Герка взял камеру и вместе с переводчиком, не спеша, прогуливался по вечерним улочкам, пытаясь снять национальный колорит страны.
— И чем люди в Таиланде занимаются?
— Ничем. Просто живут в основном. Весь день думают, где взять еду, что приготовить, где подработать… Многие, как у вас, — колхозники. А вечером все работают с туристами. Правительство решило делать ставку на международный туризм и иностранные инвестиционные кампании, строящие отели и развлекательные комплексы, которые и вложили деньги. У них было неофициальное условие — сделать из Таиланда страну для секс-туризма. Правительство не долго думало, и согласилось при условии, что счета и предприятия будут регистрироваться на территории страны.
— Это для чего?
— Чтоб налоги собирать и хоть как-то контролировать их деятельность.
— Засада…
— Да, вот такие дела. Теперь, если в семье рождается мальчик, — это считается большим горем — мальчика нужно кормить больше, он еще долго не принесет денег семье. А семьи огромные — по семь — десять детей.
— Потому что презервативов нет?
— Презервативы есть, только это не очень дешево стоит. А секс — демократичное получение бесплатного удовольствия. Вот мужчины и не заботятся. Пусть лучше родит, — считают, чем он отдаст деньги за презерватив.
— Да, дела…
— Знаешь, у современных тайцев есть две мечты: выгодно продать дочь в бордель или обеспеченным немцам-грибам…
— Что значит «продать немцам-грибам»?
— Ну, так у нас их называют. Они в основном немцы. Лет под пятьдесят и больше. Приезжают найти красивую маленькую тайку, выкупить ее у родителей за две-три тысячи долларов и поселить в отдельной квартире. Она гарантирует не трахаться с приезжими туристами и родить ему детей. «Грибы» улетают из Германии от своих страшных фрау примерно один раз в три-четыре месяца в новые семьи.
— И тайки становятся содержанками? И их это устраивает?

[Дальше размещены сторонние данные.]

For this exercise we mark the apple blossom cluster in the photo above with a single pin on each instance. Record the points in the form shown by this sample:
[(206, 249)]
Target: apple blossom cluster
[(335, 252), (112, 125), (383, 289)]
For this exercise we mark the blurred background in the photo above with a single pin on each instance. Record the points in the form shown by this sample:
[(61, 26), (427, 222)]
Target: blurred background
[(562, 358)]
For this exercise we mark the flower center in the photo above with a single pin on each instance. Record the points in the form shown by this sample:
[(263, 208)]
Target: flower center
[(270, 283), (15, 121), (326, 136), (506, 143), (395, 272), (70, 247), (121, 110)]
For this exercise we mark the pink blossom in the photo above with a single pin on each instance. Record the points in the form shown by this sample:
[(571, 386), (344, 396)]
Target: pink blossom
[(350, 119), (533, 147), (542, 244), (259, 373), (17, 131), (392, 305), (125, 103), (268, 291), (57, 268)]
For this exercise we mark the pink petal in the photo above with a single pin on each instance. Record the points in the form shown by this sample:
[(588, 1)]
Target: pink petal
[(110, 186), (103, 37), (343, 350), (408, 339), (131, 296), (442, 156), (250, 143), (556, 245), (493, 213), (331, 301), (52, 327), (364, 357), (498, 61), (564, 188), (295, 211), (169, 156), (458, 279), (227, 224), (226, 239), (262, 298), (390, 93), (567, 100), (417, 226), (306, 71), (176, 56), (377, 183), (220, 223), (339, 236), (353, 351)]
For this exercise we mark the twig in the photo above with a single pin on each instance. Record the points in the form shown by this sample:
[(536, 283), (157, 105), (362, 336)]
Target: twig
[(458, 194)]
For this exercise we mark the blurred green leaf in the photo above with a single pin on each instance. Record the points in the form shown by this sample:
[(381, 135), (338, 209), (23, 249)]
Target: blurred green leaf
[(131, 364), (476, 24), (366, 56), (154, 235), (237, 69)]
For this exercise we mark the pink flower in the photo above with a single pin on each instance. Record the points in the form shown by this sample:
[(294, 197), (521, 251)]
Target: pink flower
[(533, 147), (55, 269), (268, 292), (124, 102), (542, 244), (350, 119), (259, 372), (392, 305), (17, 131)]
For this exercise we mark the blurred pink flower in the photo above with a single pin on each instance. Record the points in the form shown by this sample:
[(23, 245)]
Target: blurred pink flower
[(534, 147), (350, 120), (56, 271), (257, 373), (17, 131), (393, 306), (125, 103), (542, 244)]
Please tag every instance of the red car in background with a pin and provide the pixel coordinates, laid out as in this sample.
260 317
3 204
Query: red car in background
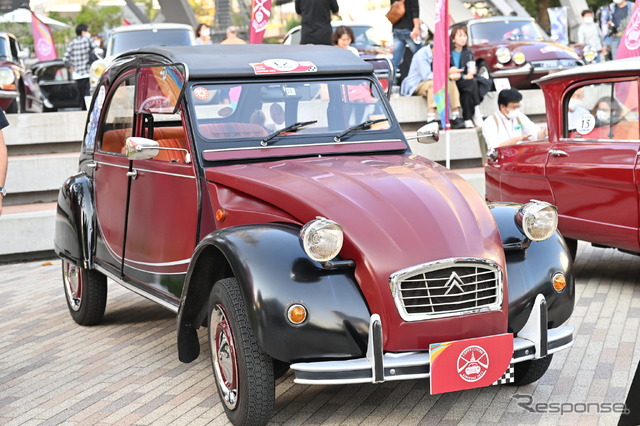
588 167
19 92
516 48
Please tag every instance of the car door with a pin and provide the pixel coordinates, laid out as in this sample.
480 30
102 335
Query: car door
111 167
592 169
163 205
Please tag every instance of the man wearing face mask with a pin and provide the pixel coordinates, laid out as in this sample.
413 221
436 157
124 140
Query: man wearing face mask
78 59
620 12
589 33
509 125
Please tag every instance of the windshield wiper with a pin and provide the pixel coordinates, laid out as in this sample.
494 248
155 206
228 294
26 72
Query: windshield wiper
292 128
365 125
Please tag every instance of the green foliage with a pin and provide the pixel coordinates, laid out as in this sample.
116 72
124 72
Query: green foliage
293 22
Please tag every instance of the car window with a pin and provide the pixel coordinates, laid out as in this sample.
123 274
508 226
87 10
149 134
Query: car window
603 111
253 110
495 31
118 123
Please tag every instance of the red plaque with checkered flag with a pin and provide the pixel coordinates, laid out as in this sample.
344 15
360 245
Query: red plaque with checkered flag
471 363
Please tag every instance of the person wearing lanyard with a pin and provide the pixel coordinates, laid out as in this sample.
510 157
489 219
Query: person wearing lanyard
509 125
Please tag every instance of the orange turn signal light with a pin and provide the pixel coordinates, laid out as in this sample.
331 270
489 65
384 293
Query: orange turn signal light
559 282
297 314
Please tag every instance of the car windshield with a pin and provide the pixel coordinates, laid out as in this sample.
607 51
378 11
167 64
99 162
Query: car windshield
492 32
244 114
128 40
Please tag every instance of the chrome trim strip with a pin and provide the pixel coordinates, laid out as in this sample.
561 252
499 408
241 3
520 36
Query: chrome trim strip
396 277
153 298
251 148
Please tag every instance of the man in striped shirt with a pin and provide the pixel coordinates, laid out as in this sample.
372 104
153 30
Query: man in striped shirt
77 58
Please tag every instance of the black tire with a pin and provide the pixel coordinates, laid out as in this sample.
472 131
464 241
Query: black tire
572 245
243 372
86 293
531 371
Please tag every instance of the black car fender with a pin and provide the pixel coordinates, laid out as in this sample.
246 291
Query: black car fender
273 273
75 236
531 267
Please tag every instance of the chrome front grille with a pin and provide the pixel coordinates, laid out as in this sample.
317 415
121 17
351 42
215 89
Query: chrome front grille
446 288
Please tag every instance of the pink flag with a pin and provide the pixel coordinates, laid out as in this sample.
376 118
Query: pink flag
260 11
630 42
42 40
441 60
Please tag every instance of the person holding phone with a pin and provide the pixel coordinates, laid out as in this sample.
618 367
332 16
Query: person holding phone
509 125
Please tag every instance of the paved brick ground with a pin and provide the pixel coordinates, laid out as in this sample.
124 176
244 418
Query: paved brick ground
126 371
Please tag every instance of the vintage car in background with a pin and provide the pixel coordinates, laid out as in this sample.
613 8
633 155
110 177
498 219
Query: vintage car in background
516 48
588 167
57 88
130 37
19 92
271 197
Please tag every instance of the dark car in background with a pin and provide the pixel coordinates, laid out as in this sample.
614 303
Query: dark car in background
516 48
19 92
589 166
57 88
130 37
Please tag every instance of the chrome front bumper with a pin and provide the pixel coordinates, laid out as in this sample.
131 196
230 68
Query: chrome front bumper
532 342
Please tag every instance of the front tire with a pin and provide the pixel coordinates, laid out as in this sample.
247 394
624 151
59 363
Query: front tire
527 372
86 293
243 372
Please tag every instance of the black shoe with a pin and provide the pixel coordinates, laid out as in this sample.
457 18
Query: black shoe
457 123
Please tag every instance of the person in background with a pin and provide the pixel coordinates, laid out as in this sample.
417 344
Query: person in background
4 158
203 35
316 20
575 109
406 32
77 58
463 72
419 82
620 13
232 36
343 37
509 125
589 33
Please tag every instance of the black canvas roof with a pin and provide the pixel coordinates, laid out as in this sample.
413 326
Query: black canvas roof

— Для них это счастье! Что бы ее, в противном случае, ждало? Ежедневные туристы, трахающие с особым остервенением?! Знаешь, сколько в день фиксируется случаев, когда туристы избивают, калечат?
— Ну…
— В Патайе — ежедневно — до тридцати случаев. Но это только тяжелые ситуации, когда девушка самостоятельно не может добраться до дома. А сколько тех, которые не заявляют?
— Да, дела… А что полиция и власть, почему молчат?
— Ты хочешь, чтобы они распугали туристов и рассердили западных инвесторов? Сидят — пердят своими напуганными дырками. Да им и все равно, по большому счету, ты первый раз в Таиланде?
— Ага.
— Вечером все сам увидишь. Сейчас все отсыпаются, а к вечеру весь город будет усыпан девочками. Такое ощущение, что столица — группа продленного дня в школе. Прозвенел звонок с урока, и все вышли на улицы и в бары.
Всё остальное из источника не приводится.